Marzouki : Il n'y a pas de troïka, il y a la Tunisie
Premier des trois chefs de la troïka à reconnaître que Lotfi Naguedh, coordinateur de Nida Tounes a bien été tué lors des affrontements survenus jeudi à Tataouine, le président de la République Moncef Marzouki a vivement dénoncé ce « lynchage, véritable catastrophe et d’une barbarie absolue ». « Cette agression tire une sonnette d’alarme très sérieuse, faisant clignoter tous les feux à l’orange pour nous signaler le grand danger dans lequel nous risquons de nous engouffrer », a-t-il ajouté lors d’une interview télévisée, jeudi soir.
Marzouki a vivement dénoncé la dérive de la mission des comités de défense de la révolution. « Ils avaient joué leur rôle au lendemain même du déclenchement de la révolution, mais, maintenant que la légitimité a bien été établie après les élections du 23 octobre et que l’ANC est entrée en fonction, ce rôle est terminé. Ils peuvent continuer à agir sur le plan politique, manifester, exercer leur pression sur le gouvernement, mais sans s’arroger le droit de poursuivre quiconque, ou de s’ériger en pouvoir de justice et d’épuration. Qui sont-ils pour assainir ? » Fermement, Marzouki a fixé les lignes rouges à ne pas dépasser : pas de milices, pas de violence.
Ce sont d’ailleurs les mêmes limites qu’il fixe aux salafistes. « Autant ils peuvent pratiquer librement leurs convictions, sans harcèlement ni discrimination, déclare-t-il, autant ils doivent se conformer à la loi et la respecter». Quant au port du Niaqab, Marzouki estime qu’il s’agit là des libertés individuelles qui ne sauraient être bafouées, mais que lors des examens scolaires et universitaires comme les contrôles d’identité, il faudrait cependant montrer le visage.
«Avec le recul et l’élévation que me procurent mes fonctions à la tête de l’Etat, et n’étant plus chef de parti mais chef d’Etat, dit-il, je me tiens à égale distance de tous et privilégie la primauté du dialogue national et du consensus. J’y œuvre ardemment en essayant de rapprocher les divers acteurs pour les engager dans un processus commun capable de nous faire traverser cette période extrêmement difficile. Je compte beaucoup aussi sur l’intelligence collective des Tunisiens qui nous ramène souvent, au dernier moment du bord du précipice».
Son rêve le plus cher est de voir la nouvelle Constitution présentée aux Tunisiens le 14 janvier 2012. « Ce sera le plus beau cadeau pour célébrer l’anniversaire de la révolution », dit-il. Sur les prochaines élections, Marzouki, sans vouloir en préciser la date « qui est d’après lui du ressort de l’ANC et de la future ISIE », souhaite fortement qu’elles se tiennent avant le début de l’été. Y sera-t-il candidat ? « J’agis comme je ne m’y porterai pas candidat, pour garder la sérénité qui doit être celle d’un chef d’Etat et éviter toute interprétation électoraliste », affirme-t-il.

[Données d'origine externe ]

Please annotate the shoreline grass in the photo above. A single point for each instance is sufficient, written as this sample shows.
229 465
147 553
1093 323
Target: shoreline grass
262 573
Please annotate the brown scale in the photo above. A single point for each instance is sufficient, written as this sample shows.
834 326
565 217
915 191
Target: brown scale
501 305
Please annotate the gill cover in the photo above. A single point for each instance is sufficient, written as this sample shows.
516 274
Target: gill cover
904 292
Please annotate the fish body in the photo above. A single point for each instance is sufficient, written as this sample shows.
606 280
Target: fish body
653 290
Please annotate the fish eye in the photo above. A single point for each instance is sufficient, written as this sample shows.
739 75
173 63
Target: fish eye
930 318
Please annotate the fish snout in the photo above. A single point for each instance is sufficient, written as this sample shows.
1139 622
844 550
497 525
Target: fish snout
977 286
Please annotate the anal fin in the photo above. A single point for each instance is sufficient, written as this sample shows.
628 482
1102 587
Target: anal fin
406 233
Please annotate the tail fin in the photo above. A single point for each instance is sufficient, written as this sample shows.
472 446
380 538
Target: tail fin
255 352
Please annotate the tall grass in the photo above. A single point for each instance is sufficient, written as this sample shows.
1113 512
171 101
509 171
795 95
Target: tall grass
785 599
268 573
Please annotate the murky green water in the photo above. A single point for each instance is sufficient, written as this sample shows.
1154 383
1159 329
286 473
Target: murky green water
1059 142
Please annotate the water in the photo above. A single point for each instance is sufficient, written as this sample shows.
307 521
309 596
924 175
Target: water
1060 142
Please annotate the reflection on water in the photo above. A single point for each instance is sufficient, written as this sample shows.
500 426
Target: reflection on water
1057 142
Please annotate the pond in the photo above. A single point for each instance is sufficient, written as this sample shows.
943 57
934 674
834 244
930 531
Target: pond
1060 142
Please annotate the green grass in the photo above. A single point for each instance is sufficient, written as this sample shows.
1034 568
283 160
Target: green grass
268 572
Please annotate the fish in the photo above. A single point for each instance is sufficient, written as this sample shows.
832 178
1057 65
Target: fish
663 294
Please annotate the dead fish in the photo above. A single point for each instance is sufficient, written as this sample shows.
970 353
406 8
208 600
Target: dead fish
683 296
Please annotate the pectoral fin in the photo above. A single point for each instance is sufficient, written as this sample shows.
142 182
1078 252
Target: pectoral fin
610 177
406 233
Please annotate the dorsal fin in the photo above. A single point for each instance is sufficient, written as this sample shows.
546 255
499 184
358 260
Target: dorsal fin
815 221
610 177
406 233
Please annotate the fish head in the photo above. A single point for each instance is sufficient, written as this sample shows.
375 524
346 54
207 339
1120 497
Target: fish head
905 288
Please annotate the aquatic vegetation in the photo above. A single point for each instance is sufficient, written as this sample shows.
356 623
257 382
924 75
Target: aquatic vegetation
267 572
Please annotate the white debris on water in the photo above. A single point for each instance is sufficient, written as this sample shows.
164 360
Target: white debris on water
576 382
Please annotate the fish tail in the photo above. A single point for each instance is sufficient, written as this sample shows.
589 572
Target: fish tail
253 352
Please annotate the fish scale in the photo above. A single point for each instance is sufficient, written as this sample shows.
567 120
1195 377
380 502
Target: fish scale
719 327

Sur l’exclusion des dirigeants de l’ex-RCD, Marzouki, même s’il comprend la logique politique de ceux qui la prônent dans un intérêt de compétition électorale, se prononce contre pareille mesure. Il urge également le gouvernement de hâter l’examen des hommes d’affaires interdits de voyages et le traitement de leurs dossiers de transaction pour ceux qui ne doivent pas comparaître en justice. Ces mesures sont à yeux fondamentales pour relancer l’activité économique, soulignant à cet égard l’impératif d’une grande reprise.
Après neuf mois d’exercice à Carthage, «c’est pour moi la période la plus difficile et la plus intense de ma vie, confiera-t-il », Moncef Marzouki paraît dans cette interview beaucoup plus à l’aise dans ses habits de président de la République, sans cependant se départir de son ADN de droit-l’hommiste. « A force d’encaisser, je me suis fait des muscles, dira-t-il avec sourire, sans cependant renoncer à l’essentiel ni me résigner à la fatalité ». Il s’érige au-delà des partis à commencer par le sien, le CPR, et de la coalition au pouvoir, la troïka, en s’efforçant d’entreprendre une mission de conscience collective pour dénoncer toute dérive et de rapprochement entre toutes les familles politiques. « Il n’y a pas de troïka, n’hésitera-t-il à affirmer. Il y a la Tunisie et les Tunisiens ». Une posture qui le pousse au devant de la scène, le met en direct avec l’opinion publique, comme s’il veut court circuiter les partis. Tous les partis. L’élection du futur président de la République au suffrage universel direct donne des idées.